Modern computing and display technologies have facilitated the development of systems for so-called “virtual reality” or “augmented reality” experiences, wherein digitally reproduced images or portions thereof are presented to a user in a manner where they seem to be, or may be perceived as, real. A virtual reality (VR) scenario typically involves presentation of digital or virtual image information without transparency to other actual real-world visual input, whereas an augmented reality (AR) scenario typically involves presentation of digital or virtual image information as an augmentation to visualization of the actual world around the end user.
For example, referring to FIG. 1, an augmented reality scene 4 is depicted wherein a user of an AR technology sees a real-world park-like setting 6 featuring people, trees, buildings in the background, and a concrete platform 8. In addition to these items, the end user of the AR technology also perceives that he or she “sees” a robot statue 10 standing upon the real-world platform 8, and a cartoon-like avatar character 12 flying by which seems to be a personification of a bumble bee, even though these elements 10, 12 do not exist in the real world. As it turns out, the human visual perception system is very complex, and producing a VR or AR technology that facilitates a comfortable, natural-feeling, rich presentation of virtual image elements amongst other virtual or real-world imagery elements is challenging.
VR and AR systems typically employ head-worn displays (or helmet-mounted displays, or smart glasses) that are at least loosely coupled to a user's head, and thus move when the end user's head moves. If the end user's head motions are detected by the display system, the data being displayed can be updated to take the change in head pose (i.e., the orientation and/or location of user's head) into account.

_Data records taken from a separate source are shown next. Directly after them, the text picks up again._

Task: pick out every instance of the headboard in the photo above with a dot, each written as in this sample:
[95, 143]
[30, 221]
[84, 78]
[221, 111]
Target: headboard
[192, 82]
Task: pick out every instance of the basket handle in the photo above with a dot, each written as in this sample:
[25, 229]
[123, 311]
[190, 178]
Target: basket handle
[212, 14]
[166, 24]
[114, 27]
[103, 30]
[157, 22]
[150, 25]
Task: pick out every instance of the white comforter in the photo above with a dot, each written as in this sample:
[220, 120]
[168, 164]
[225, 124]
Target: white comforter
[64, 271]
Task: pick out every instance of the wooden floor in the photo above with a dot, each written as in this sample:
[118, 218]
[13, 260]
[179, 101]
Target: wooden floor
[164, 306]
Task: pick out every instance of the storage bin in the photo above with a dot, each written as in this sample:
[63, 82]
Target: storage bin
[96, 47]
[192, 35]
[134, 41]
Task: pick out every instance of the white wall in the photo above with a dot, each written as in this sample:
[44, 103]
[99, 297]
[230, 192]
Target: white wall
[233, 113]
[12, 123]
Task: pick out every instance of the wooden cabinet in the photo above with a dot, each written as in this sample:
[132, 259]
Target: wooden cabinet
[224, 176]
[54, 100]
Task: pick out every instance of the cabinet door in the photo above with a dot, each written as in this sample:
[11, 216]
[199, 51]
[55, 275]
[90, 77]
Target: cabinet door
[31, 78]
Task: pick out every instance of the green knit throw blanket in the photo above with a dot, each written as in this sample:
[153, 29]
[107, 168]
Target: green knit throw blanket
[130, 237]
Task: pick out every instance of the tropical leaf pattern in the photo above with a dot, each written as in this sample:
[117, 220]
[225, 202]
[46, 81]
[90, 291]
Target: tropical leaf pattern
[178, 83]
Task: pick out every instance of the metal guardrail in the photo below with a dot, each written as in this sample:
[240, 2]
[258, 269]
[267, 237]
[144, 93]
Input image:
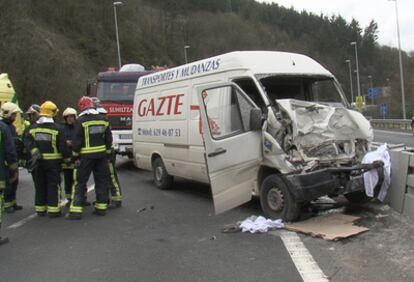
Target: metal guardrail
[396, 124]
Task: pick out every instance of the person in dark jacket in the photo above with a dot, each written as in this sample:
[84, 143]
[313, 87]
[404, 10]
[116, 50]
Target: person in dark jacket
[46, 140]
[69, 115]
[8, 166]
[91, 149]
[9, 113]
[114, 185]
[31, 116]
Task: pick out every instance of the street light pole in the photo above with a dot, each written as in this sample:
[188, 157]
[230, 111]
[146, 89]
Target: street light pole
[116, 32]
[357, 67]
[185, 53]
[371, 86]
[401, 62]
[350, 80]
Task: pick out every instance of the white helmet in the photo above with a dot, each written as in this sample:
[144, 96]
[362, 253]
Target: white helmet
[9, 108]
[69, 112]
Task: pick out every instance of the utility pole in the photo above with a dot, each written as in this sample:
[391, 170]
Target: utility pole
[401, 62]
[350, 80]
[116, 32]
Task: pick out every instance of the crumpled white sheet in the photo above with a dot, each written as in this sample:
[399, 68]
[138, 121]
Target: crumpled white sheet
[260, 224]
[371, 177]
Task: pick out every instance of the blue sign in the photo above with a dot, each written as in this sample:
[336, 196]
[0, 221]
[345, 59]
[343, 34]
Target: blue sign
[374, 92]
[384, 108]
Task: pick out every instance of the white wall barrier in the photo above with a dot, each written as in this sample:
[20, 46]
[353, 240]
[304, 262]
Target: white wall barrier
[401, 193]
[393, 124]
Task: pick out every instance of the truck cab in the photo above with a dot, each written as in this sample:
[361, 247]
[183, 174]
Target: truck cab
[115, 90]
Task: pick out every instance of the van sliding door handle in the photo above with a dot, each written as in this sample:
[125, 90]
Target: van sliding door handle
[217, 152]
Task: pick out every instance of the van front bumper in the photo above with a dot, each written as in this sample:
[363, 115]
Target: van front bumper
[312, 185]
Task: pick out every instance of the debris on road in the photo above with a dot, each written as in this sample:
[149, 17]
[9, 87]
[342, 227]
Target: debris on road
[260, 224]
[330, 227]
[231, 228]
[145, 208]
[371, 177]
[141, 210]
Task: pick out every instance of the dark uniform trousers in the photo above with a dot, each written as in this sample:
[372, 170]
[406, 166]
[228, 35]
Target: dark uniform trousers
[47, 177]
[99, 167]
[68, 176]
[115, 187]
[10, 192]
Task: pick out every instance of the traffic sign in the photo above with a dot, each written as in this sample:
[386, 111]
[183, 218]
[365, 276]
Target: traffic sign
[384, 109]
[359, 102]
[374, 92]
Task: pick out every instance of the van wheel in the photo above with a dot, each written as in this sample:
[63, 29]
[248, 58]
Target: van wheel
[358, 197]
[277, 201]
[162, 179]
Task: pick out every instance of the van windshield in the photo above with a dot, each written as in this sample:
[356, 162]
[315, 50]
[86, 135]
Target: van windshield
[109, 91]
[319, 89]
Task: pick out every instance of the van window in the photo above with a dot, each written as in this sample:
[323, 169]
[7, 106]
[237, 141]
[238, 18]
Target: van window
[228, 111]
[249, 87]
[313, 89]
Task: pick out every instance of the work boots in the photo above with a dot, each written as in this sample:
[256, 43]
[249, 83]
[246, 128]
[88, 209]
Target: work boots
[3, 240]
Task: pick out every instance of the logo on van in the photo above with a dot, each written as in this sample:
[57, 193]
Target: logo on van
[164, 105]
[181, 72]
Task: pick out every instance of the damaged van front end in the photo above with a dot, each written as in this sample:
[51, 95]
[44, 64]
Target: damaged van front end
[317, 147]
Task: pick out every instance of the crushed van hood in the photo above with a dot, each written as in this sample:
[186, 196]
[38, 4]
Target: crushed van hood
[321, 131]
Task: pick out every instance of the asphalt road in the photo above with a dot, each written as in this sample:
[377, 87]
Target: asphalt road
[178, 238]
[394, 137]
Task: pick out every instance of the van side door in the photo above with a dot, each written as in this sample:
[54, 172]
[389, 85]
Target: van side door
[232, 138]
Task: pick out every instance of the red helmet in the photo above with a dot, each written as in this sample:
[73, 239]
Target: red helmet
[85, 102]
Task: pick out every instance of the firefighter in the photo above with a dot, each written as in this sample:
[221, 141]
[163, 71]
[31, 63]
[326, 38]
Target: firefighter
[69, 115]
[32, 115]
[45, 139]
[114, 185]
[91, 149]
[9, 113]
[7, 155]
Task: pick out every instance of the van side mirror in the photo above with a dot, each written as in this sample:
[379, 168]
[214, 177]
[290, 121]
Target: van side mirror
[90, 88]
[256, 119]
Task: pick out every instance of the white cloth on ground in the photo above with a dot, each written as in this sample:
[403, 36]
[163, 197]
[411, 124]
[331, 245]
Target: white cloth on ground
[260, 224]
[371, 177]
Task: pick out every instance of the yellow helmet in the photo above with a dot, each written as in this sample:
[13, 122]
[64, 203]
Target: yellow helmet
[69, 112]
[9, 108]
[48, 109]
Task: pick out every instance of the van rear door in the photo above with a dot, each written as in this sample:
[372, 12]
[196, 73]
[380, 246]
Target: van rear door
[233, 149]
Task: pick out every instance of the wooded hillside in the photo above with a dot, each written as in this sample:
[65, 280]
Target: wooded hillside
[51, 47]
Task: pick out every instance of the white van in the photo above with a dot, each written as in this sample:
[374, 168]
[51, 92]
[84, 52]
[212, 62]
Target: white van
[272, 124]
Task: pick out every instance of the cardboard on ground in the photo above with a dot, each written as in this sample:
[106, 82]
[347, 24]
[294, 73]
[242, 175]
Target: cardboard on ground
[329, 227]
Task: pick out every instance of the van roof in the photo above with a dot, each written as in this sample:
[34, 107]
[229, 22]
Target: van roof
[260, 62]
[115, 76]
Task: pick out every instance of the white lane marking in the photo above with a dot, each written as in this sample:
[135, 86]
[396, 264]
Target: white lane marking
[303, 260]
[393, 132]
[32, 216]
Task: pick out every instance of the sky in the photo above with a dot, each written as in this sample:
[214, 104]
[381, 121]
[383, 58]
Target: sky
[382, 11]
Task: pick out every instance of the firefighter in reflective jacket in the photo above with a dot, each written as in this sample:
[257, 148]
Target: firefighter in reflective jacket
[68, 166]
[114, 185]
[9, 113]
[7, 156]
[91, 149]
[45, 139]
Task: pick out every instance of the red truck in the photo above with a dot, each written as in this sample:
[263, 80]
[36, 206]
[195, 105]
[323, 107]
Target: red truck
[116, 91]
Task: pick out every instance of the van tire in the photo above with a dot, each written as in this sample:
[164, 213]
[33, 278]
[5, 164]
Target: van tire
[162, 179]
[276, 200]
[358, 197]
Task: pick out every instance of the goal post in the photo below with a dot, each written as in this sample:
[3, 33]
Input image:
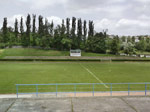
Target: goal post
[76, 52]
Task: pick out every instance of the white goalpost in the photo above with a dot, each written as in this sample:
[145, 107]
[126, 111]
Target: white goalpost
[76, 52]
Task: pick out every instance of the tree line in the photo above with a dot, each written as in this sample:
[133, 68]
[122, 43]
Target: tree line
[72, 33]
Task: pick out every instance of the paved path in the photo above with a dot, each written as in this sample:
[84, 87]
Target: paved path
[86, 104]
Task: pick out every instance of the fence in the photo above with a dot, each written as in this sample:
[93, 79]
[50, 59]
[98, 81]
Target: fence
[85, 89]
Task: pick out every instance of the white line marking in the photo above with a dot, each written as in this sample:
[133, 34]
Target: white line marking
[94, 76]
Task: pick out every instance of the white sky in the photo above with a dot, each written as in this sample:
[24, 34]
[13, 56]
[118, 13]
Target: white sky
[120, 17]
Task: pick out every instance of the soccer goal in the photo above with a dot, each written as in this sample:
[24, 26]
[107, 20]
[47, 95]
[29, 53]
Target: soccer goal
[106, 59]
[75, 52]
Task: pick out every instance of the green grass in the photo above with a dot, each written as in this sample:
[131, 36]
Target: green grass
[12, 73]
[40, 52]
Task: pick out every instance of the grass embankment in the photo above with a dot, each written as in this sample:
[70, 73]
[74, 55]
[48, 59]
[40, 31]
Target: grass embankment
[45, 73]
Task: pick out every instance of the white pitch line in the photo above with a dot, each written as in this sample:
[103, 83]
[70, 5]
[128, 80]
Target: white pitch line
[94, 76]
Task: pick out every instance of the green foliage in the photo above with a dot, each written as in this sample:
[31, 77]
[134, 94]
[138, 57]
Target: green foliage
[129, 48]
[63, 37]
[115, 46]
[141, 45]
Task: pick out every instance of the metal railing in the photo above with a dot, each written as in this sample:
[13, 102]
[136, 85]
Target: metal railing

As an example, if a user wearing a head-worn display views a virtual representation of a three-dimensional (3D) object on the display and walks around the area where the 3D object appears, that 3D object can be re-rendered for each viewpoint, giving the end user the perception that he or she is walking around an object that occupies real space. If the head-worn display is used to present multiple objects within a virtual space (for instance, a rich virtual world), measurements of head pose can be used to re-render the scene to match the end user's dynamically changing head location and orientation and provide an increased sense of immersion in the virtual space.
Head-worn displays that enable AR (i.e., the concurrent viewing of real and virtual elements) can have several different types of configurations. In one such configuration, often referred to as a “video see-through” display, a camera captures elements of a real scene, a computing system superimposes virtual elements onto the captured real scene, and a non-transparent display presents the composite image to the eyes. Another configuration is often referred to as an “optical see-through” display, in which the end user can see through transparent (or semi-transparent) elements in the display system to view directly the light from real objects in the environment. The transparent element, often referred to as a “combiner,” superimposes light from the display over the end user's view of the real world.
In VR and AR systems, it is desirable to increase the quality of the experience and/or the engagement between the user and the VR/AR system by eliminating or de-emphasizing factors that are found to discourage or prevent satisfactory engagement, while emphasizing factors that are found to encourage or increase such engagement. Traditionally, a focus group of users is assembled to test the hardware and/or software of the VR/AR systems. The users can be queried regarding the features that they liked or disliked. Their responses can then be analyzed and use to redesign or otherwise modify the hardware/software features of the VR/AR systems off-line. Although the use of off-line focus groups generally results in improvements in the user experience with the VR/AR system that is being tested, this technique does not tailor the VR/AR system to a particular user, does not take into account the user's subconscious motivations for engaging the VR/AR system, may be relatively costly and time-consuming due to the repeated use of focal groups to iteratively make improvements in the VR/AR system.
There, thus, is a need to increase the quality of the experience and/or the engagement between the user and a VR/AR system.